Saving intermediate results using MCMC in pyMC4

Hello,

There is a similar question asked here but it remained unanswered and is also relevant to Metropolis sampling.

I am sampling a custom likelihood function that takes about 20 seconds to run, so a full inference takes days (no way to make the likelihood faster since I run a physics based forward solver that is mesh dependent). I would like to save intermediate results, say ever 300 iterations or so. Right now I am using Sequential Monte Carlo, but I was actually wondering if there is a general way to do this for all MCMC samplers.

I would imagine it looking like this, based on the tagged example above:

runs = 10 # how many runs to do and save each intermediate run
for i1 in range(runs):
    with pm.Model() as model:
        X = {initialize variables}
        log_likelihood = { call custom likelihood}

        if i1 == 0:
            # first iteration
            trace = pm.sample_smc(draws=300, ....) # add arguments here to initialize variables 
        else:
            trace = pm.sample_smc(draws=300, ...) # give the previous trace as a starting point
        # save the iteration
        with open('iteration' + str(i1) + '.pkl', mode='wb') as file:
            cloudpickle.dump(trace, file)

Is there a way to generalize this for all MCMC samplers?
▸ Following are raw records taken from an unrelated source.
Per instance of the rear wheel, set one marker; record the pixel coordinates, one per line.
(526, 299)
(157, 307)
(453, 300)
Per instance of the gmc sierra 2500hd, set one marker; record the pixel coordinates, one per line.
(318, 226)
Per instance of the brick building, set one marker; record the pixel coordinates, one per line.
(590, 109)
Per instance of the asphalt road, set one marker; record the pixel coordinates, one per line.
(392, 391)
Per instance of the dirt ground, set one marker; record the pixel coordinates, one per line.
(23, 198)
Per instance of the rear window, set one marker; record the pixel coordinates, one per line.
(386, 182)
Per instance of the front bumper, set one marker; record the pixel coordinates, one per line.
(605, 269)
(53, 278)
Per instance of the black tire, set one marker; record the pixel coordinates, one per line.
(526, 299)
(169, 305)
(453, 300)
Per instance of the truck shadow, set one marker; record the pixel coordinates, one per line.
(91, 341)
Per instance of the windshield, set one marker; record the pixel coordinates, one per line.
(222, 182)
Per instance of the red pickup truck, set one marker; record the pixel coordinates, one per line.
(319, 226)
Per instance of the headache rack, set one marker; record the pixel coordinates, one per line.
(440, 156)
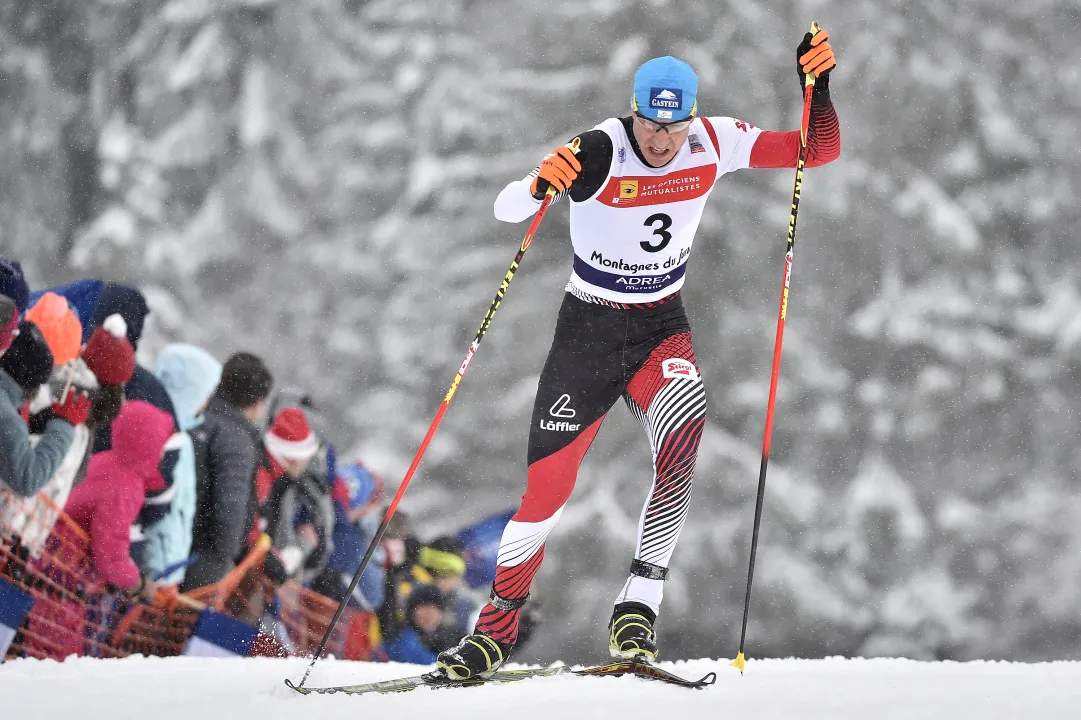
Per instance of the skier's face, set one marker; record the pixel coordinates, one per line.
(658, 146)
Thank you for the feedback!

1 Like

I would check out the documentation for iter_sample() and see if that gets you what you need. I’m not sure how it interacts with SMC, but I think it’s the recommended way of doing things “during” sampling. Someone else can chime in if there are other approaches.

Thanks, Thats a great suggestion. I think I got it to work, i’m just not sure if I am properly supplying the starting point for the iter_sample() method. The documentation on this is not great.

start dict
Starting point in parameter space (or partial point).

I have the following code, that is actually saving every 10th iteration. It’s not the actual likelihood I want to use, but just a self-sufficient example taken from tutorials and previous examples.

import aesara.tensor as at
import numpy as np
import pymc as pm
import cloudpickle
from pymc import iter_sample

n = 4

mu1 = np.ones(n) * (1.0 / 2)
mu2 = -mu1

stdev = 0.1
sigma = np.power(stdev, 2) * np.eye(n)
isigma = np.linalg.inv(sigma)
dsigma = np.linalg.det(sigma)

w1 = 0.1  # one mode with 0.1 of the mass
w2 = 1 - w1  # the other mode with 0.9 of the mass


def two_gaussians(x):
    log_like1 = (
            -0.5 * n * at.log(2 * np.pi)
            - 0.5 * at.log(dsigma)
            - 0.5 * (x - mu1).T.dot(isigma).dot(x - mu1)
    )
    log_like2 = (
            -0.5 * n * at.log(2 * np.pi)
            - 0.5 * at.log(dsigma)
            - 0.5 * (x - mu2).T.dot(isigma).dot(x - mu2)
    )
    return pm.math.logsumexp([at.log(w1) + log_like1, at.log(w2) + log_like2])

with pm.Model() as model:
    X = pm.Uniform(
        "X",
        shape=n,
        lower=-2.0 * np.ones_like(mu1),
        upper=2.0 * np.ones_like(mu1),
        initval=-1.0 * np.ones_like(mu1),
    )
    llk = pm.Potential("llk", two_gaussians(X))
    step = pm.Metropolis()
    iter_counter = 0
    for trace in iter_sample(draws=100,
                             start=model.initial_point(),
                             step=pm.Metropolis(),
                             model=model):
        iter_counter += 1
        if iter_counter % 10 == 0:
            print('Saving trace for iteration ' + str(iter_counter))
            with open('iteration' + str(iter_counter) + '.pkl', mode='wb') as file:
                cloudpickle.dump(trace, file)
1 Like

Check out mcbackend, it was designed to solve exactly this problem.
The README explains how you can use McBackend to stream MCMC draws to a ClickHouse database and pull them in real-time.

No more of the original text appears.